History

S23 was developed by GTx, Inc. (the Dalton/Miller group at the University of Tennessee) as a nonsteroidal aryl-propanamide androgen receptor ligand, investigated chiefly as a candidate male hormonal contraceptive rather than as a muscle-building drug. The key rodent work was published by Jones and colleagues in Endocrinology in 2009, building on earlier medicinal-chemistry characterization of this metabolically stable SARM class (Marhefka et al., J Med Chem, 2004). It later appeared as a "designer drug" in the research-chemical and bodybuilding markets.

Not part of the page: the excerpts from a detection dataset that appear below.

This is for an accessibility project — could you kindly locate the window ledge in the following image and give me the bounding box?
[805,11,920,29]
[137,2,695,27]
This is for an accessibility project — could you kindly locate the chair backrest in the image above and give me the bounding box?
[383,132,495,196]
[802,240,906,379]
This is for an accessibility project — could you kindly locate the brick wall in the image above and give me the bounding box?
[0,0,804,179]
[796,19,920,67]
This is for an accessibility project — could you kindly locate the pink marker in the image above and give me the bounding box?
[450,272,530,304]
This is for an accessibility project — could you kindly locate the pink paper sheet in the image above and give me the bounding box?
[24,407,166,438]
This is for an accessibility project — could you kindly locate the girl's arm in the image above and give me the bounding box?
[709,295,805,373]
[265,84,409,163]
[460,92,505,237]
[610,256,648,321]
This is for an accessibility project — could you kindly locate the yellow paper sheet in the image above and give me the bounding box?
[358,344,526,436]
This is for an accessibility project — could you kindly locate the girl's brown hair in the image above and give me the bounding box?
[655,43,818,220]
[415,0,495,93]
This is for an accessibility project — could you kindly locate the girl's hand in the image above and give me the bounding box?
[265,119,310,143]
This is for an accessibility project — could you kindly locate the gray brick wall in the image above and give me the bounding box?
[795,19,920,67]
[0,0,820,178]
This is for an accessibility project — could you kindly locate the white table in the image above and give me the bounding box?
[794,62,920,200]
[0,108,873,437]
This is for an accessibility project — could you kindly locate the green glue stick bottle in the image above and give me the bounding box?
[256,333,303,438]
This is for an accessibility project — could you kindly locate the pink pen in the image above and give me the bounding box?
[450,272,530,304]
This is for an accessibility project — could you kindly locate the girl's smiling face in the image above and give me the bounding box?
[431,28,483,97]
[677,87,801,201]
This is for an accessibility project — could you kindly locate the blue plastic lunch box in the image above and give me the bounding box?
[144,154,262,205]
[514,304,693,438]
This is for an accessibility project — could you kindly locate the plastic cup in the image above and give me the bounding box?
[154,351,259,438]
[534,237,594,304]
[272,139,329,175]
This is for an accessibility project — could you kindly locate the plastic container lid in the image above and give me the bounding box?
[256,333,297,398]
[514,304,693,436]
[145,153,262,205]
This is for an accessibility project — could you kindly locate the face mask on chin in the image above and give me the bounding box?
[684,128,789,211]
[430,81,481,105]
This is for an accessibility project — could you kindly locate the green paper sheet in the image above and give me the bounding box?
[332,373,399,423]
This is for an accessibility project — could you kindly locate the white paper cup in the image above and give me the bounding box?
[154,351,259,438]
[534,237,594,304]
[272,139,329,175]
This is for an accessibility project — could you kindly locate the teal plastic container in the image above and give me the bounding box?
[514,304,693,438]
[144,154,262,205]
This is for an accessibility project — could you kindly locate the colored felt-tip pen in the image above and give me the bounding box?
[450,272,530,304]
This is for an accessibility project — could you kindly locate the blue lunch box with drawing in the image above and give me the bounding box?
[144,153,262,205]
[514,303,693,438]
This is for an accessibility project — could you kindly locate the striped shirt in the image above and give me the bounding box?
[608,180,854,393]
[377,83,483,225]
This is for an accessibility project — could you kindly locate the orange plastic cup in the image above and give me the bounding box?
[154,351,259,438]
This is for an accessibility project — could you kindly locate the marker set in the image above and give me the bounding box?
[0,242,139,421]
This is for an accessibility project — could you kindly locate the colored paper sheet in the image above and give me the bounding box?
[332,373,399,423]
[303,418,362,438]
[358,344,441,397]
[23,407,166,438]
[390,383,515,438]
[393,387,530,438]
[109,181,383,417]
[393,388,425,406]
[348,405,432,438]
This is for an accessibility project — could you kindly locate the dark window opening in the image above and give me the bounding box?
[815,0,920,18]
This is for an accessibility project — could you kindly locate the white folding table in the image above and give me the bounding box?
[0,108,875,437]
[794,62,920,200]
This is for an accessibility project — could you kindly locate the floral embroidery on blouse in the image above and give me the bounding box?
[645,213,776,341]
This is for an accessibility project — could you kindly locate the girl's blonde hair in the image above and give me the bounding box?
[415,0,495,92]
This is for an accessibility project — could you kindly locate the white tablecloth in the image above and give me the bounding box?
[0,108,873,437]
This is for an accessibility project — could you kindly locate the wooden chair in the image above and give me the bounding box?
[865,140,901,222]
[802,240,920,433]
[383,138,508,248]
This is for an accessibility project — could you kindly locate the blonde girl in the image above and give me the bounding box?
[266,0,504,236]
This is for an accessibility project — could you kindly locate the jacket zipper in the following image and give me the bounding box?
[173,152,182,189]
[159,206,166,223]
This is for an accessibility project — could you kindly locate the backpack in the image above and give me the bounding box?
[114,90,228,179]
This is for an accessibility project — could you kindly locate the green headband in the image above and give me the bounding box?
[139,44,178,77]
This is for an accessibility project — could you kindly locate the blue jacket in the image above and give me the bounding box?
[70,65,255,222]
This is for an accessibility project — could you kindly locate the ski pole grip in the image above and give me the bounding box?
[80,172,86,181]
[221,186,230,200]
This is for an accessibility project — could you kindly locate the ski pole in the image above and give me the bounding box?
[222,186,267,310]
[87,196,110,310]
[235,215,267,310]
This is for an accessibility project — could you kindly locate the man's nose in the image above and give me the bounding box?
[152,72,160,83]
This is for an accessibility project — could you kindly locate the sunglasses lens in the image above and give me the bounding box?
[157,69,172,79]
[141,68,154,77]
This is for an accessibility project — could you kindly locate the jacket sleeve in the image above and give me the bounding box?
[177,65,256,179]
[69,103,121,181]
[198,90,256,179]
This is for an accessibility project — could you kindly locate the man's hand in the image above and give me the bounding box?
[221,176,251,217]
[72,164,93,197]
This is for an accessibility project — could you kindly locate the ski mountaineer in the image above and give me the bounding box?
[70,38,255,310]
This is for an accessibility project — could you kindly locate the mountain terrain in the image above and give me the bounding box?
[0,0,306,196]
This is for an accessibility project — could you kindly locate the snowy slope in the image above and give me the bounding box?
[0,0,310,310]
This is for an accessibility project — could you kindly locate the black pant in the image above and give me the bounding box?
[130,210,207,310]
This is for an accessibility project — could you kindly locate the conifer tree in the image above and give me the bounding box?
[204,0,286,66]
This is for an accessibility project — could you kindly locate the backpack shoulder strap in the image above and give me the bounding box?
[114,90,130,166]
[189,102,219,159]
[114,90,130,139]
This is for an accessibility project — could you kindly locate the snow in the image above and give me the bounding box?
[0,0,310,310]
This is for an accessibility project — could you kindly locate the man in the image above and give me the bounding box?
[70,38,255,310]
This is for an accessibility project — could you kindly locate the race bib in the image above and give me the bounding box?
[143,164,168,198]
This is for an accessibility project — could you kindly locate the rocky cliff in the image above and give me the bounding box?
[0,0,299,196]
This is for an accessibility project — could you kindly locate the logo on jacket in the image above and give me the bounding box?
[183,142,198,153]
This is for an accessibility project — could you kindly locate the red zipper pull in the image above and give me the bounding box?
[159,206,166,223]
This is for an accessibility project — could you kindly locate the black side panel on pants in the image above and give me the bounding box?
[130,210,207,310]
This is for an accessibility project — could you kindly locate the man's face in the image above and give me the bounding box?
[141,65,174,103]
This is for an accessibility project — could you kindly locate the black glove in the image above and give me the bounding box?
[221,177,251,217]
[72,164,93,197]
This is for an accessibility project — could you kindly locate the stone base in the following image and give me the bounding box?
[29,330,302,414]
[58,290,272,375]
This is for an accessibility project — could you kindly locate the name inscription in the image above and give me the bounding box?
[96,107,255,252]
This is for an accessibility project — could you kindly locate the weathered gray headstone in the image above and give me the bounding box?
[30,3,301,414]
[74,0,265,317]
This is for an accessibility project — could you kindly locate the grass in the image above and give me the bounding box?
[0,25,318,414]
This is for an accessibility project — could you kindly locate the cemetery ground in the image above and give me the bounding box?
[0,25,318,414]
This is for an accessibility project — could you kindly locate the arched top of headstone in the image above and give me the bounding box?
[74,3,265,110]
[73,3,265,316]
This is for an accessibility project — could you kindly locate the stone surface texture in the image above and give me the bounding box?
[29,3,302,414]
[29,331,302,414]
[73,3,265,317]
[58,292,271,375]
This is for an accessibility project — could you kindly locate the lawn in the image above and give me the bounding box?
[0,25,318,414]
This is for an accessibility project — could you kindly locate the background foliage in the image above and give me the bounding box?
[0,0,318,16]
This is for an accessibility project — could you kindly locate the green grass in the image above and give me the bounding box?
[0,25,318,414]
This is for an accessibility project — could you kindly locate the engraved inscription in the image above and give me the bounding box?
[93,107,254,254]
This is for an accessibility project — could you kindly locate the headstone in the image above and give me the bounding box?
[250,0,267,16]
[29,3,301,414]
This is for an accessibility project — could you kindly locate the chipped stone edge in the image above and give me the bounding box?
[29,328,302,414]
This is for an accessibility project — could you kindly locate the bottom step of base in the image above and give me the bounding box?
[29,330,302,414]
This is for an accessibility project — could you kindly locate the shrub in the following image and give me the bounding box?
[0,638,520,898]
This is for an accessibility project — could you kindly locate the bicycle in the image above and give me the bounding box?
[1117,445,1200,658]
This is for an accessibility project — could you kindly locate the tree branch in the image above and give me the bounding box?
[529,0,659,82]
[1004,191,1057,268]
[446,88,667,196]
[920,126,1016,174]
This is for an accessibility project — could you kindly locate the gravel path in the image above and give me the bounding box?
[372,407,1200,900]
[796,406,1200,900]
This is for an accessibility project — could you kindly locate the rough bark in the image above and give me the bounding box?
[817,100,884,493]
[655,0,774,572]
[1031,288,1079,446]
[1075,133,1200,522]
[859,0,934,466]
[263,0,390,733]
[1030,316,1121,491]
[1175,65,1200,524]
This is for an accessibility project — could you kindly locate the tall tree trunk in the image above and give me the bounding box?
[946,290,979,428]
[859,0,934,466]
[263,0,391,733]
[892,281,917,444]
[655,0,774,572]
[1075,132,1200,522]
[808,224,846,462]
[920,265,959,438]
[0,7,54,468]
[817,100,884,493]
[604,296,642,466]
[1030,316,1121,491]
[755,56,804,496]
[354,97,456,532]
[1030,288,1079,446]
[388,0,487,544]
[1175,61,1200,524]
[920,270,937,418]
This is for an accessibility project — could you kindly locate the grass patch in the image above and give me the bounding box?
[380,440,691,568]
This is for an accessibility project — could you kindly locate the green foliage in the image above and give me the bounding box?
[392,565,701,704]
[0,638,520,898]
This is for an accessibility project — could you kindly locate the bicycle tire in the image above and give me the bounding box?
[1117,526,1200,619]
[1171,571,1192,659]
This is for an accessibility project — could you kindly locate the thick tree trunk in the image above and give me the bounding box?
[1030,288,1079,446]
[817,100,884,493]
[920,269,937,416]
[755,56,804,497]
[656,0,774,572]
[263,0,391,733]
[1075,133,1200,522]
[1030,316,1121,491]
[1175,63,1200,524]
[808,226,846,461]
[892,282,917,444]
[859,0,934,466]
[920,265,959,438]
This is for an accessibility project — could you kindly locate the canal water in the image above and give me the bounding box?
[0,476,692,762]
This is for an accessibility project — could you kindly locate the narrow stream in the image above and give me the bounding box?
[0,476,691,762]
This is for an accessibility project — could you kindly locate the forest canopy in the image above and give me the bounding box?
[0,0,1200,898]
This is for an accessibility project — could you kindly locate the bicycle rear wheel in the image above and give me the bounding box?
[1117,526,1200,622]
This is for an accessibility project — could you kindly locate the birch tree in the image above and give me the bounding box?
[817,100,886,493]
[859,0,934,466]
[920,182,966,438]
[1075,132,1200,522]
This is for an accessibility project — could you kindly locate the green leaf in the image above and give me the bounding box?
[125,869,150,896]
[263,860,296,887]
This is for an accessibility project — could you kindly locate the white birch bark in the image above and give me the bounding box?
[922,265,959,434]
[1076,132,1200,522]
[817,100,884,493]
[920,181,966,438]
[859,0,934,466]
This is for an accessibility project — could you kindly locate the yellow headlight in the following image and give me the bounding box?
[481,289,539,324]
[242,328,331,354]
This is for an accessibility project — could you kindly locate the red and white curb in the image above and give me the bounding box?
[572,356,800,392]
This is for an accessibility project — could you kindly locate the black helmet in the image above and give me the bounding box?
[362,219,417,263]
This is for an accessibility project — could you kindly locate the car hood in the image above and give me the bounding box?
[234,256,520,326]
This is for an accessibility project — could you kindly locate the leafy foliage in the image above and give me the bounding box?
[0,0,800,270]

S23 is a synthetic selective androgen receptor modulator (SARM) — explicitly not a peptide — that binds the androgen receptor and acts as a tissue-selective agonist, aiming for anabolic effects in muscle and bone with relatively less prostate/seminal activity. It was designed as a male contraceptive candidate, and the only solid evidence for it comes from rats. Despite vendor and biohacking marketing as a potent recomposition compound, there are no published controlled human trials of S23 for any purpose.

What it is

S23 (also called “Mastorin”; CAS 1010396-29-8; formula C18H13ClF4N2O3) is a small synthetic molecule, a nonsteroidal aryl-propanamide androgen receptor ligand. As a SARM, it binds the androgen receptor and acts as a tissue-selective agonist. Like other AR agonists, it suppresses the hypothalamic–pituitary–gonadal axis (lowering LH and FSH) — the mechanism behind both its intended contraceptive effect and its endocrine side effects. It was developed by GTx, Inc. as a candidate male hormonal contraceptive, not as a muscle drug.

The claims

Research-chemical vendors and bodybuilding/biohacking circles market S23 as a potent “lean mass / strength / recomp” SARM. These claims are marketing and anecdote, not clinical findings. Vendor sites typically carry a “not for human consumption / research use only” disclaimer while the product is nonetheless purchased for personal use.

What the evidence actually shows

Evidence on S23 is preclinical only (rodent); there are no published controlled human trials for any indication.

The key primary study (Jones A, Chen J, Hwang DJ, Miller DD, Dalton JT. Endocrinology. 2009;150(1):385–395) found that in male rats, S23 produced dose-dependent suppression of spermatogenesis — “four of six animals showed no sperm in the testis.” Combined with low-dose estradiol benzoate it produced azoospermia in most animals and zero pregnancies in mating trials. Crucially, the infertility was fully reversible — a 100% pregnancy rate returned after about 100 days of recovery off-drug — which is why S23 was studied as a contraceptive. An earlier paper (Marhefka CA, Gao W, Chung K, et al. J Med Chem. 2004;47(4):993–998) characterized this class of metabolically stable SARMs.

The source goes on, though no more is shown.